Easy read, chock full of good info and not too techy-speaky:
The Risks vs. Benefits of Face Masks- Is There an Agenda?
[I]
Originally Posted by Why_Yes_I_Do
Not convincing. They repeat propaganda the medical establishment was using early on when it thought surgical and N95 masks would be sucked up by the public so there wouldn't be enough for health care workers. It does however have a good point about N95 face masks causing an elevation in CO2 levels if worn for several hours. People mostly aren't wearing N95 masks, and when they do it's for shorter periods. I wear a KN95 mask to the grocery store once every 2-1/2 weeks, otherwise cloth masks. You would not by the way want to wear an N95 mask on a pressurized airplane. As to masks causing brain infections, I don't buy that it's happening on a large scale. You'd have a lot of surgeons and the like walking around with brain infections if true.
Very short and easy read.
<litlle Bob Marley interlude?> We Jamma, we jamma, jamma in the name of...
Medical Masks
[I]...When Should a Mask Be Used?
Originally Posted by Why_Yes_I_Do
I have "0" argument with cloth masks being a lot more effective at preventing people from giving Covid 19 to others than at preventing them from getting it. Many people who carry Covid 19 are asymptomatic. If you believe Ioannidis, the Stanford epidemiologist and public health expert favored by Oeb and Fox News, most people who have it are asymptomatic. This argues for wearing the mask to prevent transmitting to others regardless of whether you have symptoms. Note this was written in March when the propaganda machine of the establishment was out in full force to discourage people from wearing masks, so they wouldn't buy up all the N95's. There's lot's of good info here, sincerely, about hygiene.

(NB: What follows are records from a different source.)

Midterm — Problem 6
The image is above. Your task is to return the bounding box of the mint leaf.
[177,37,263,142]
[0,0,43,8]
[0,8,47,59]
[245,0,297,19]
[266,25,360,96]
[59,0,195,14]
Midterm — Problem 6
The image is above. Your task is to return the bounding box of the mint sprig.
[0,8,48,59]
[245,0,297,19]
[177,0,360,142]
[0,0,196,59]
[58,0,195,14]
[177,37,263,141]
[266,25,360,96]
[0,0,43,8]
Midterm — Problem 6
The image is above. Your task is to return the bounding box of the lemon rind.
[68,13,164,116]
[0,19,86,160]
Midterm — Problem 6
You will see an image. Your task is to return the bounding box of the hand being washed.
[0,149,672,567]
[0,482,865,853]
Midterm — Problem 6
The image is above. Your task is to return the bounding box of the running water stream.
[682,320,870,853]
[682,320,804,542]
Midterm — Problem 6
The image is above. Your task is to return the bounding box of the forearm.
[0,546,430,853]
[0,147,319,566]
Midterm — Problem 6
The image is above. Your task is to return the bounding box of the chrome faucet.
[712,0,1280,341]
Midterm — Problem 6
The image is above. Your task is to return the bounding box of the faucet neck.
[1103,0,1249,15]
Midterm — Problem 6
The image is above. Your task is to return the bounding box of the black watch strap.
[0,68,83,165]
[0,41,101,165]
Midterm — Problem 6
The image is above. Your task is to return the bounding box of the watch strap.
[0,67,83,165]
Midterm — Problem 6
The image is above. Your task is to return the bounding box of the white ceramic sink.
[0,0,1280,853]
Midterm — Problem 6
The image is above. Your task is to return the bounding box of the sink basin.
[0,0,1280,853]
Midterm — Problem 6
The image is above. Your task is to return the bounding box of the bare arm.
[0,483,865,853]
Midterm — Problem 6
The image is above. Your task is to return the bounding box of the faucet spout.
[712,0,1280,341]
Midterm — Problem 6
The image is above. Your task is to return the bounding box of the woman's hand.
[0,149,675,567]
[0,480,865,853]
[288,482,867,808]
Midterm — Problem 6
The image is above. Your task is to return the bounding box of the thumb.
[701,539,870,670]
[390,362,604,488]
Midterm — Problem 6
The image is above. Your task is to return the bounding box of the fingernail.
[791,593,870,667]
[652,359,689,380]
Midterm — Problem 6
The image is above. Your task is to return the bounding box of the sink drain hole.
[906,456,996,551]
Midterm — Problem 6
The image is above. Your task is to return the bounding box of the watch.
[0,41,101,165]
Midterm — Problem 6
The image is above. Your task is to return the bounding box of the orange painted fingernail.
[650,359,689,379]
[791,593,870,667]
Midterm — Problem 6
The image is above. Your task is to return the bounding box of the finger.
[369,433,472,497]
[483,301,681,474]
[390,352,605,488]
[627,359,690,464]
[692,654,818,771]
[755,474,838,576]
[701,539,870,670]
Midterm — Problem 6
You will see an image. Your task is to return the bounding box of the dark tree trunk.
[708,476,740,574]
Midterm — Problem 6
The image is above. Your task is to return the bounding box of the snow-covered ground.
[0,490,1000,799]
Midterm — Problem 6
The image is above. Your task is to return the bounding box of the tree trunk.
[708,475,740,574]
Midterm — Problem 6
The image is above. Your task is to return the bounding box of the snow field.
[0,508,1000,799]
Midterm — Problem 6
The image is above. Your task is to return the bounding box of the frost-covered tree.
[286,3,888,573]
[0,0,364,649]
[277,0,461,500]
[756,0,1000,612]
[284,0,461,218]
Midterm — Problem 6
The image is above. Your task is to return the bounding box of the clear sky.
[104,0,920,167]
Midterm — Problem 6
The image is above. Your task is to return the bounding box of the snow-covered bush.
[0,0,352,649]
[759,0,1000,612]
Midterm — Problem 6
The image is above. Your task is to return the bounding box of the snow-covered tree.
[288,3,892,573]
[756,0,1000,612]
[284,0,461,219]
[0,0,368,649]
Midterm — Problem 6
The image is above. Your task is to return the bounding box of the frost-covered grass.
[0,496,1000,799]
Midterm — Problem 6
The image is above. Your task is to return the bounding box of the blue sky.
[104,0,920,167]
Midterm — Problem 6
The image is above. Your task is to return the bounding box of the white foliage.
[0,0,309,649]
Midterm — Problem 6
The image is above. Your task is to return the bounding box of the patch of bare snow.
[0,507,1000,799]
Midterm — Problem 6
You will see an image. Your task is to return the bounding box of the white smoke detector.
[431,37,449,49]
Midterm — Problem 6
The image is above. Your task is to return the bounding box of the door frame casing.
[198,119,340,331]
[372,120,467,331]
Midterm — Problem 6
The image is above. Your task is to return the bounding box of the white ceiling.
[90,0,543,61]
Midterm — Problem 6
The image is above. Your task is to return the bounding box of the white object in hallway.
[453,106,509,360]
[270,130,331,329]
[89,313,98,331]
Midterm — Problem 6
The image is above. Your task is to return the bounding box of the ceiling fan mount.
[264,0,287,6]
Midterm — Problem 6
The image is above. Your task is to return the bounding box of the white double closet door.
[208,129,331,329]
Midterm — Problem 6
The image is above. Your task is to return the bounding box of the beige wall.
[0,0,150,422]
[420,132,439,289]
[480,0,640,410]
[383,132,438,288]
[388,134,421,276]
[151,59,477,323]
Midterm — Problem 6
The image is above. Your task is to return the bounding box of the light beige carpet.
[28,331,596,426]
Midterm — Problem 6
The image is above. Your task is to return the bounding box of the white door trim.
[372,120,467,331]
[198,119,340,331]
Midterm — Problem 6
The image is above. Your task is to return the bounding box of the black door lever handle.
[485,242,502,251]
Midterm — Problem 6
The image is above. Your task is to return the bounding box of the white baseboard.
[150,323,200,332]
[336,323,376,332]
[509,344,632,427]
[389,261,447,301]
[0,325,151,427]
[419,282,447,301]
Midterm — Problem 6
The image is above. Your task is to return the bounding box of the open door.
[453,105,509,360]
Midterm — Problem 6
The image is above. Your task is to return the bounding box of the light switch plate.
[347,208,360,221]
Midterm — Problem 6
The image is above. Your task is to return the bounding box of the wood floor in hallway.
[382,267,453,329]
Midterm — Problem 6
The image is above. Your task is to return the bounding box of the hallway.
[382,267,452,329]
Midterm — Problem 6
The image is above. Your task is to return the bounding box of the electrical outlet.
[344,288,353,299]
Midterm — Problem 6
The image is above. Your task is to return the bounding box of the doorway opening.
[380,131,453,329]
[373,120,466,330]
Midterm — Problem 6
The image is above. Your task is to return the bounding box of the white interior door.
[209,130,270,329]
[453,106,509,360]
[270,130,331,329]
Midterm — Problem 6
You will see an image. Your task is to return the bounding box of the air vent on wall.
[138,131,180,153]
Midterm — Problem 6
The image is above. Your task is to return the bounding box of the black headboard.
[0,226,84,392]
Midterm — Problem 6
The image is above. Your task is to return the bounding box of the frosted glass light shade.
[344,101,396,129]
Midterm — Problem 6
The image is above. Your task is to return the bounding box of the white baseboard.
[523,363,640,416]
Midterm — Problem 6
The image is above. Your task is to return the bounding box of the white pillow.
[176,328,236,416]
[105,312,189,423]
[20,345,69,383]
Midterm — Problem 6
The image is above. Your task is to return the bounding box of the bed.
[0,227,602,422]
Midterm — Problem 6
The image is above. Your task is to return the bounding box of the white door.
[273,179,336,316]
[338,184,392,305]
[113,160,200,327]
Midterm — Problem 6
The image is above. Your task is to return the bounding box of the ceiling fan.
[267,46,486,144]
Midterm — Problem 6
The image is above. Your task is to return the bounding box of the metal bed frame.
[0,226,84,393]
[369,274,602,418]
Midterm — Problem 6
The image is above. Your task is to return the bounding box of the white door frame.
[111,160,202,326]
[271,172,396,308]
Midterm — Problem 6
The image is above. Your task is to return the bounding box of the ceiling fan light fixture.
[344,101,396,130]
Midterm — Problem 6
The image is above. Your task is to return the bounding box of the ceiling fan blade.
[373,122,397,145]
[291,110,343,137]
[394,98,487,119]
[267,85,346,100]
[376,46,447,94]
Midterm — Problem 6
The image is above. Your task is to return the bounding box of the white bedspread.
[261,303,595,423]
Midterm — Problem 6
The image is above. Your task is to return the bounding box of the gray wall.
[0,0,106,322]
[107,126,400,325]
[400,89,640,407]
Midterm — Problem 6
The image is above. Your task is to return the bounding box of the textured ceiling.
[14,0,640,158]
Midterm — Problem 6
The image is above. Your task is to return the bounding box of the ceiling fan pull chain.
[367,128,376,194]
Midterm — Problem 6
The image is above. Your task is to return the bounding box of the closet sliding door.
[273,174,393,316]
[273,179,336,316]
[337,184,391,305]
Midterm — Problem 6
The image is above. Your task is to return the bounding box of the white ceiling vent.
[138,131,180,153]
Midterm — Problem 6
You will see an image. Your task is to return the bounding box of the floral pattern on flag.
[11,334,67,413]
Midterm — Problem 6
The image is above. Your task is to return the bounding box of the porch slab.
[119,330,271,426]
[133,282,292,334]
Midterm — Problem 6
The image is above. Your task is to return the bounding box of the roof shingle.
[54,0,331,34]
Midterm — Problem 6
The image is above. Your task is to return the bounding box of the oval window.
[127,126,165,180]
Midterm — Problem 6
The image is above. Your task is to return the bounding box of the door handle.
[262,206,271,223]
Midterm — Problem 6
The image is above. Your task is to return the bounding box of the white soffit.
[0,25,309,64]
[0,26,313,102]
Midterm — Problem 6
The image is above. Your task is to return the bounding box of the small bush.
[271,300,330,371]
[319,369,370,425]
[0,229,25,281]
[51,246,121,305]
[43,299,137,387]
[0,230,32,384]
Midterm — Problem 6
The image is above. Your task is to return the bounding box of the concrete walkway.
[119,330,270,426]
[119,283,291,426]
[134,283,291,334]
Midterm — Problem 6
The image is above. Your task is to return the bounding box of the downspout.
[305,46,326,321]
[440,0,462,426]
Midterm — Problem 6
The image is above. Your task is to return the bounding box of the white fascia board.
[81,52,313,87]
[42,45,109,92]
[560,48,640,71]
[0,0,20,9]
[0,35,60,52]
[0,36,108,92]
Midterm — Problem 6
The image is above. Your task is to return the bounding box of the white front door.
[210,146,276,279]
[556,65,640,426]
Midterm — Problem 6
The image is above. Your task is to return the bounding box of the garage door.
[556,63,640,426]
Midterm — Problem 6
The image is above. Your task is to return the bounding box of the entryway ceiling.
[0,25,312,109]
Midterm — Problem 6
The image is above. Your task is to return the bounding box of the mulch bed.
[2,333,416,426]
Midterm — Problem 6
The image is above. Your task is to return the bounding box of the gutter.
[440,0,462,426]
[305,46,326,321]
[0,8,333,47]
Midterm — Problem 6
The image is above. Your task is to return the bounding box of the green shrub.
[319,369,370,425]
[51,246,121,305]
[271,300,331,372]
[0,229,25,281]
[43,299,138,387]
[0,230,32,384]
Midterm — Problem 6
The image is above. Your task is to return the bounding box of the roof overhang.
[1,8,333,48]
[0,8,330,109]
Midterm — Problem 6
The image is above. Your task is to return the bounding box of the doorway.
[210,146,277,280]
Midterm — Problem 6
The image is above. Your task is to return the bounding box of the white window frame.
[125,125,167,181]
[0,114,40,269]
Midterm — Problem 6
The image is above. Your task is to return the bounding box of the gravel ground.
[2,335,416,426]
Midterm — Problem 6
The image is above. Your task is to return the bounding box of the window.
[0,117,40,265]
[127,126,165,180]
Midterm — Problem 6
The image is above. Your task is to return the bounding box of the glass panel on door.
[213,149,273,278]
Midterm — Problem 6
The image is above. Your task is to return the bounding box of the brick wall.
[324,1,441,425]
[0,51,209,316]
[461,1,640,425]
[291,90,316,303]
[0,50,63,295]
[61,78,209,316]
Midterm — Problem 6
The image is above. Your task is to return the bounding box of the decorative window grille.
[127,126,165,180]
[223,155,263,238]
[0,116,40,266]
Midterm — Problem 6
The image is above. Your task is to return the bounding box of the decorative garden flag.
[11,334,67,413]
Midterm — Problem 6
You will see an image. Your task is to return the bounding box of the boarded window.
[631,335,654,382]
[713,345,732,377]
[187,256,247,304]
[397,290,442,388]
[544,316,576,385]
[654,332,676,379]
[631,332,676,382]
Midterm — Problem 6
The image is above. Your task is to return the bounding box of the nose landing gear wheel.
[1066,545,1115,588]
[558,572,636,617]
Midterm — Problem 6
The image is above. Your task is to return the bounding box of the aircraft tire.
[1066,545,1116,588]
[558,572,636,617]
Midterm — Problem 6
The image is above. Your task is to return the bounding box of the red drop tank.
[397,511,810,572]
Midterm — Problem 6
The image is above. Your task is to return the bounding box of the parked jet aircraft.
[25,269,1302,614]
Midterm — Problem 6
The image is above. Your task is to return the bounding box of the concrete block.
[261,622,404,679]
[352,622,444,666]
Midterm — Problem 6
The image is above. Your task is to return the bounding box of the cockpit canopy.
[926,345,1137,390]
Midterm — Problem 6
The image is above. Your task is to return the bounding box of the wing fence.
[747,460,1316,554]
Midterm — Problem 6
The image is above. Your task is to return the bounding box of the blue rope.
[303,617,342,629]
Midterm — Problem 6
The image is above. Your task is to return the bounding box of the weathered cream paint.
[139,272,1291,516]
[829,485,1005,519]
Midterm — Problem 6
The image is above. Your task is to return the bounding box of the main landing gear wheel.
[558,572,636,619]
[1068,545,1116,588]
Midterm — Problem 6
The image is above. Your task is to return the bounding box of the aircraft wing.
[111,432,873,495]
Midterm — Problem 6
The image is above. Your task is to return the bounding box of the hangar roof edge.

This below is a bit hardcore. Tons of clinical speak. It's a study about studies about masks. A super-study. Basically it seems to conclude that most studies about masks are flawed in one or more ways. So scroll past the gobble-de-goop to the Discussion section for the conclusions, an interesting snippet of which I include below
The use of masks and respirators to prevent transmission of influenza: a systematic review of the scientific evidence
...However, the difficulties in interpreting the observational studies of SARS suggest that they are of limited use for guiding policy on influenza. Firstly, SARS is an unusual acute viral respiratory infection with a very different epidemiology to almost all other respiratory viral infections. It is fundamentally different from human influenza: it rarely infects children, has a long incubation period, transmits little early on, mostly transmits in healthcare settings, is not prone to extensive global spread and has only appeared once. Secondly, the studies were poorly designed, had many weaknesses and so were very difficult to interpret. Issues of concern include the use of a non‐specific definition for exposure to a SARS patient (e.g. coming within one metre of a patient), inconsistency in providing information about the comparability of cases and controls and collection of data after a lengthy period following the outbreak. Several lacked microbiological confirmation of cases or controls and it would seem likely that a number of the SARS cases were not cases at all....
Originally Posted by Why_Yes_I_Do
From the start of the paper that you linked to,
Eight of nine retrospective observational studies found that mask and/or respirator use was independently associated with a reduced risk of severe acute respiratory syndrome (SARS)
Please note that Covid 19, also called SARS-CoV-2, is SARS, not influenza. I just scanned the paper, but have no doubt that it does support, probably correctly, your view that if you're worried about influenza, in most cases it only makes sense to wear a mask if you have symptoms.
There is one paper that's frequently pointed to by the mask skeptics that dealt specifically with Covid 19. I'll link to it, since you linked to one above that didn't support your case,
https://www.acpjournals.org/doi/10.7326/M20-1342
The researchers got four Covid 19 patients to cough through masks onto Petri dishes, seven inches away from their mouths. And lo and behold, in several instances the virus ended up on on the Petri dishes!!! What's interesting, two of the four patients were female and older. They perhaps didn't cough as strongly as the other two patients, who were male and younger.
Anyway, when the two women coughed through cotton masks, which are what almost everyone walking around on the streets of America is using, there was no detectable virus on the Petri dishes.
So what does this mean? If you wear a cloth mask and also control your coughing, by not expelling air at high velocity and trying to cough into your elbow, you probably won't give this disease to someone standing 7 inches away? Hell if I know. But I figure it's safe to start seeing my favorite provider again, if she'll wear a mask and promise not to cough.